[ot-users] Collection of the marginals distribution
regis.lebrun at eads.net
Wed Jan 8 15:17:08 CET 2014
In your code, the kernelSmoothedCDF_Freq is a Graph instance, ie a
graphical object that has nothing to do with a probabilistic model (ie a
Distribution object). There is no hope to be able to convert a Graph
into a Distribution as you try when you write collectionMarginals =
In fact, the distribution you are looking at is precisely
kernelSmoothedDist, so you just have to write:
collectionMarginals = kernelSmoothedDist
If you use a very old version of OpenTURNS, you may have to explicitely
cast kernelSmoothedDist into a Distribution:
collectionMarginals = Distribution(kernelSmoothedDist)
Hope it helps
Le 08/01/2014 14:18, ndiaye a écrit :
> I have a question on Open turns since i'm a new user of this code and
> about uncertainty quantification study.
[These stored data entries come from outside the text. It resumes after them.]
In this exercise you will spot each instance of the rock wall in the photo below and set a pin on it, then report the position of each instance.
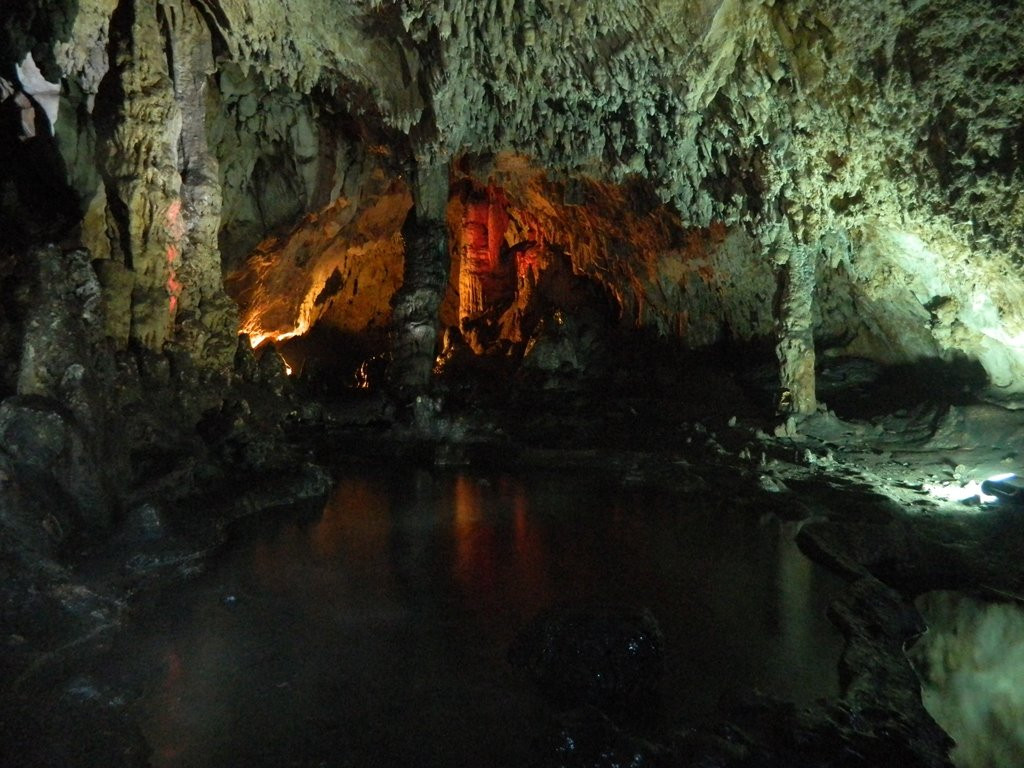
(878, 145)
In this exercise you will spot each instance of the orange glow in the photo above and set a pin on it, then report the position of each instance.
(175, 230)
(474, 556)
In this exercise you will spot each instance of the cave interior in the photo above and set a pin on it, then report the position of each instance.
(759, 260)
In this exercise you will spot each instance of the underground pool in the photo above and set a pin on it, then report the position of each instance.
(376, 632)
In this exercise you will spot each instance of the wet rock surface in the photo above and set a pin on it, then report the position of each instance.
(861, 508)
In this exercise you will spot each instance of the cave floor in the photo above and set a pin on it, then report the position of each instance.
(888, 501)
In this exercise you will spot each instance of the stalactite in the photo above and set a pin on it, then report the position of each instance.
(796, 338)
(424, 280)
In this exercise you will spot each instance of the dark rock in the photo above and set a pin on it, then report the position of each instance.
(587, 738)
(43, 440)
(606, 656)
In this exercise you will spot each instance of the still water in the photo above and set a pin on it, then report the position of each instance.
(376, 633)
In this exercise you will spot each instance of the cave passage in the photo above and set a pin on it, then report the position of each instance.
(376, 632)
> Indeed, I want to create a collection of the marginals distribution from
> my numerical sample of data that i know from experiments.
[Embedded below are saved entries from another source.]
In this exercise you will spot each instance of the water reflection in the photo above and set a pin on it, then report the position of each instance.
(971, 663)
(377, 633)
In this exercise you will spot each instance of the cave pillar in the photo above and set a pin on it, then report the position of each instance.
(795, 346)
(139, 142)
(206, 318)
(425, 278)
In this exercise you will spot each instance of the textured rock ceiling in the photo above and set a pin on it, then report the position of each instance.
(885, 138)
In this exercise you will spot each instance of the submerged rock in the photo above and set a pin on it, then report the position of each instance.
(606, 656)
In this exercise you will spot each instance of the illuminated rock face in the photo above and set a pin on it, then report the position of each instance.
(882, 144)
> The thing is I drew the CDF of my samples using kernel smoothing and
> now i
> want to create the collection of the marginals distribution linked
> (because i want to create the input random vector after that).
> More precisely I have :
> My sample file:
> Sample1 = NumericalSample.ImportFromCSVFile("frequence.csv")
> My CDF drawing :
> kernel = KernelSmoothing()
> kernelSmoothedDist = kernel.build(Sample1,True)
> print "kernel bandwidth=" , kernel.getBandwidth()
> myBandwith3 = kernel.computeMixedBandwidth(Sample1)
> kernelSmoothedDist = kernel.build(Sample1, myBandwith3)
> kernelSmoothedCDF_Freq = kernelSmoothedDist.drawCDF()
> empiricalCDF =
> drawableEmpiricalCDF = empiricalCDF.getDrawable(0)
> And my marginal collection:
> collectionMarginals = DistributionCollection(#)
> collectionMarginals = Distribution(kernelSmoothedCDF_Freq)
> I want to use it to create my inputrandom vector but it doesn't work.
> Do you have some suggestions?
> Thank you.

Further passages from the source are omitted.